Landkreis Ludwigsburg

Im „Kunstwerk“ in Nussdorf eröffnet am kommenden Sonntag eine (Foto-)Ausstellung, die sich aus ganz unterschiedlichen Perspektiven
mit der Vorstellung vom „edlen Wilden“ und der Realität der amerikanischen Ureinwohner beschäftigt.

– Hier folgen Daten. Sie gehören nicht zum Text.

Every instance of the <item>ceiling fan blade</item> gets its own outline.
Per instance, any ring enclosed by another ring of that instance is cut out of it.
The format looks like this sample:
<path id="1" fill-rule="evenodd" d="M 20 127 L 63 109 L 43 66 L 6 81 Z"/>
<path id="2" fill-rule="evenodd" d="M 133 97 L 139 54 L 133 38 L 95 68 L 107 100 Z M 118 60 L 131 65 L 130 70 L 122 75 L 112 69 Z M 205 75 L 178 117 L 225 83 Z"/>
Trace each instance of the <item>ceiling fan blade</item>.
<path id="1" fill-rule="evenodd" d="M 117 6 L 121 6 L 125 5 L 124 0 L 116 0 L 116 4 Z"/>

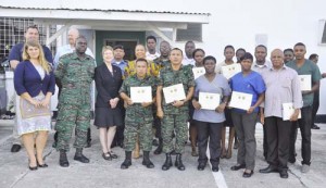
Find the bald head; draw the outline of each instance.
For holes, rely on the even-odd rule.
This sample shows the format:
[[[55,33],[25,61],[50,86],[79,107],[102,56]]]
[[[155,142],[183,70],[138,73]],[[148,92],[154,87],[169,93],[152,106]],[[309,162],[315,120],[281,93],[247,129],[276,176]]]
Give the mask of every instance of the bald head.
[[[280,49],[275,49],[271,53],[271,61],[275,70],[279,70],[284,64],[284,53]]]
[[[68,30],[68,42],[71,46],[75,46],[76,43],[76,38],[79,37],[79,32],[77,28],[71,28]]]

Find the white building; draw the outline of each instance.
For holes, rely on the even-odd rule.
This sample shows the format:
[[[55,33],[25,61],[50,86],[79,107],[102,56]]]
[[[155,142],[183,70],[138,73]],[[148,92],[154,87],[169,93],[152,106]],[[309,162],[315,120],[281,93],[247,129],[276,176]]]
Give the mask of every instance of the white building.
[[[323,0],[228,0],[228,1],[23,1],[0,0],[0,17],[29,17],[42,25],[58,25],[47,45],[66,43],[66,28],[77,25],[89,39],[97,61],[103,45],[124,43],[133,51],[148,35],[184,48],[195,40],[206,54],[224,59],[226,45],[253,52],[256,45],[272,49],[292,48],[301,41],[308,54],[319,54],[321,72],[326,72],[326,1]],[[49,27],[50,28],[50,27]],[[187,30],[179,30],[186,29]],[[324,36],[324,37],[323,37]],[[326,82],[321,82],[319,115],[326,117]]]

Bei Will Wilson stellen sich die Porträtierten selbst dar, anstatt nach dem Vorbild einer vagen „weißen“ Vorstellung inszeniert zu werden. Fotos: Banholzer

Bei Will Wilson stellen sich die Porträtierten selbst dar, anstatt nach dem Vorbild einer vagen „weißen“ Vorstellung inszeniert zu werden. Fotos: Banholzer

Eberdingen-Nussdorf. Ganze Generationen deutscher Jugendlicher sind über die (nicht ganz unumstrittenen) Romane von Karl May und deren Verfilmungen zum ersten Mal mit der Welt der amerikanischen Ureinwohner in Kontakt gekommen. So auch Peter Klein, der sich nun in seinem privaten Museum Kunstwerk in Nussdorf mit der neuesten Ausstellung einen „Jugendtraum“ erfüllt, wie er selbst sagt. Vor knapp einem Jahr entdeckte der passionierte Kunstsammler in Santa Fe im US-Bundesstaat New Mexico Werke des Fotografen Edward S. Curtis (1842 bis 1952). Dessen Aufnahmen der verschiedenen Stämme, die er zwischen 1907 und 1930 in der 20-bändigen Enzyklopädie „The North American Indian“ zusammenfasste, prägten lange das Bild in den Köpfen vieler Menschen.